The following day, a Senate committee issued a report outlining the findings from an investigation into price hikes on off-patent medicines that identified single-source manufacturing and closed distribution networks of drugs for niche markets as the characteristics that allowed companies like Retrophin, Turing and Valeant to engage in price gouging.
The bipartisan group recommended a list of policy changes that they believe would prevent market manipulation by fostering increased competition, which consist mainly of ways to remove regulatory roadblocks and go so far as to suggest allowing temporary re-importation of certain products, however, the report stops short of calling for pursuing any government-led price control policies.
Biogen’s inside man
Biogen became the latest in a long line of biopharma heavyweights this year to have named a new CEO from within its own ranks rather than looking elsewhere for an injection of fresh ideas, as chief commercial officer Michel Vounatsos was tapped to succeed the departing George Scangos, effective early next year.
The promotion of Vounatsos, who joined Biogen in April after 20 years with Merck & Co., struck some investors as a bit odd after a six-month search that many thought would result in a ‘bigger name’ coming on board. Others may have been disappointed that the move lowered the chances that Biogen would look to sell itself. (See ViewPoints: New Biogen CEO may get a frosty receptor from investors, through little fault of his own.)
However, after an initial dip on December 20 the company’s shares closed the day up almost 2 percent, suggesting that the company’s decision to select a CEO with commercial experience – Scangos had a scientific background – resonated with the Street.

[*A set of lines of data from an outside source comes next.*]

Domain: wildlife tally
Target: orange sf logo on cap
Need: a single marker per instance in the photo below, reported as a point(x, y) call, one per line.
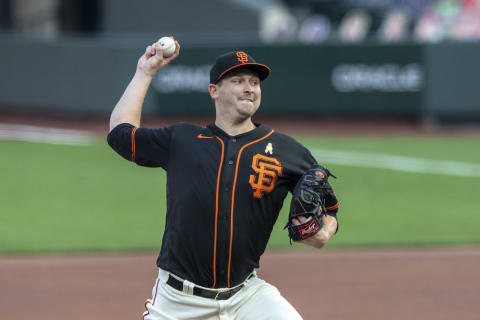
point(242, 57)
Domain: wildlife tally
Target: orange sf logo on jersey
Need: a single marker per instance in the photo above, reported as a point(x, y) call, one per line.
point(242, 57)
point(267, 169)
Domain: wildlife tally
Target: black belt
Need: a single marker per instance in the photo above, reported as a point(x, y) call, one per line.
point(211, 294)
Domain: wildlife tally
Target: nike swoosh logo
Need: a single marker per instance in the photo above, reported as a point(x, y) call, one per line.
point(201, 136)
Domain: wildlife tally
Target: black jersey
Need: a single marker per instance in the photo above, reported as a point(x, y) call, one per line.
point(224, 194)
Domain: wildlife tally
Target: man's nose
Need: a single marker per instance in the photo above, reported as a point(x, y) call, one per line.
point(248, 87)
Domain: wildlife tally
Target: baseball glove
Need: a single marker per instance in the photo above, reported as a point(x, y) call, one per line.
point(312, 197)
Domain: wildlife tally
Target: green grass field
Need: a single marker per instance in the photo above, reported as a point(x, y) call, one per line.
point(86, 198)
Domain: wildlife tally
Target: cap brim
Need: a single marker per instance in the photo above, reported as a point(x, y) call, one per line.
point(262, 70)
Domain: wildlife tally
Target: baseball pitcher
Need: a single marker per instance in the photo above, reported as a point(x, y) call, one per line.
point(226, 183)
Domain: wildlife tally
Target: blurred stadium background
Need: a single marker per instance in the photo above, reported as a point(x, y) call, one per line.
point(384, 92)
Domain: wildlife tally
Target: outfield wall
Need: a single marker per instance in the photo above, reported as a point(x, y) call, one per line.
point(404, 80)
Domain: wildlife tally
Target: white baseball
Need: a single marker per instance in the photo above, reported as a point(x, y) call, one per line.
point(168, 46)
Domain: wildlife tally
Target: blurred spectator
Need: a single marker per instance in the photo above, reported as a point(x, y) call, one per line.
point(449, 19)
point(36, 17)
point(314, 29)
point(394, 26)
point(467, 24)
point(354, 26)
point(277, 24)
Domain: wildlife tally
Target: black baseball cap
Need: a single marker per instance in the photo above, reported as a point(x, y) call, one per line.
point(236, 60)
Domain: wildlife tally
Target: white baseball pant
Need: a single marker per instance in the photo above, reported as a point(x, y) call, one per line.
point(256, 300)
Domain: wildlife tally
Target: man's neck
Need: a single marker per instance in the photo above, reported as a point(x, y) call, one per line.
point(234, 129)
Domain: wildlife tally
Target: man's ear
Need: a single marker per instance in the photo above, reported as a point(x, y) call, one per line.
point(213, 90)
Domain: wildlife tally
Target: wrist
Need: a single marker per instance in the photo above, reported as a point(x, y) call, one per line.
point(144, 74)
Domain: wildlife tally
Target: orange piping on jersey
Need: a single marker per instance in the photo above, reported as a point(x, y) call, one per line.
point(133, 144)
point(216, 217)
point(335, 206)
point(153, 302)
point(233, 200)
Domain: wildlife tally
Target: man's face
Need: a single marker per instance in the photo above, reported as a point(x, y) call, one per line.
point(238, 93)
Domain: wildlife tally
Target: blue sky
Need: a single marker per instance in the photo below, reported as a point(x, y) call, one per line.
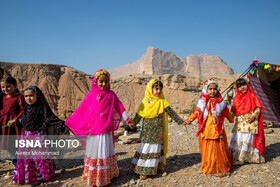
point(90, 34)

Vounatsos has a number of pressing tasks on his to-do list, first among them being to try and resuscitate Biogen’s multiple sclerosis (MS) franchise. On a conference call, he suggested the company would continue to look for M&A opportunities without explicitly removing the possibility that a buyer may come calling, while also indicating an interest in exploring the possibility of expanding Biogen’s neurology focus to include ophthalmology.
PARPs be poppin'
Investors have shown a keen interest in PARP inhibitors, which have been demonstrated encouraging activity in a handful of tumour types, and the class just got a tacit thumbs up from the FDA, which this week alone approved Clovis Oncology’s Rubraca (rucaparib) two months early and said an AdComm would not be necessary to discuss a newly filed application for Tesaro’s niraparib.

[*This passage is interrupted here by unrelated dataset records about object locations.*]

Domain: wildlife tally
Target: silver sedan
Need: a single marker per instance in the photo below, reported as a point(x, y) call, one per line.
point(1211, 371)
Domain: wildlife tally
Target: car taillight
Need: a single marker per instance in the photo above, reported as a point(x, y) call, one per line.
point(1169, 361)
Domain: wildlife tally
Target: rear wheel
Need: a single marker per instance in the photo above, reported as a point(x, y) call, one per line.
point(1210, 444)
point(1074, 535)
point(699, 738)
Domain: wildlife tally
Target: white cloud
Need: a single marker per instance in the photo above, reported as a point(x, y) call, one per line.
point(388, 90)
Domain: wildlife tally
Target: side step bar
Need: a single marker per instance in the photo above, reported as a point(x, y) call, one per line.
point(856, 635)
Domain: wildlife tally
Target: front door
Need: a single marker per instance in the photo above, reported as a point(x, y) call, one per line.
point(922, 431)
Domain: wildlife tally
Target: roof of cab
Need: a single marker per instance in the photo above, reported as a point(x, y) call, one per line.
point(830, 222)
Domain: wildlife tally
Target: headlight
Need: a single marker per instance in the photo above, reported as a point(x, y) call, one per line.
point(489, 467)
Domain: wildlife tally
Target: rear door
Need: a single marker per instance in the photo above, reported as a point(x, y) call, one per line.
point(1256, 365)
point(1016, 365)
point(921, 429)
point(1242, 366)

On December 19, Clovis said it received accelerated approval from the FDA for Rubraca to treat ovarian cancer in patients with BRCA mutations who have received two or more chemotherapies. The approval came well ahead of the February PDUFA date, which gives the company some extra time to establish the drug in a market where AstraZeneca’s Lynparza (olaparib) has the benefit of a two-year head start.
The FDA’s speedy decision may be all the more important given news on December 20 that the agency had also accepted and granted priority review to an application for Tesaro’s niraparib as second-line maintenance therapy for ovarian cancer, which would put the agent in front of Rubraca in the treatment algorithm in a setting where little is known about the utility of re-treatment with a PARP inhibitor.
Investors will inevitably begin to place bets on whether one or both of the companies may become a target for one of the many cancer-inclined pharma players, though this is likely to be a more poignant question for Clovis, which does not have additional pipeline programmes to sustain it long-term.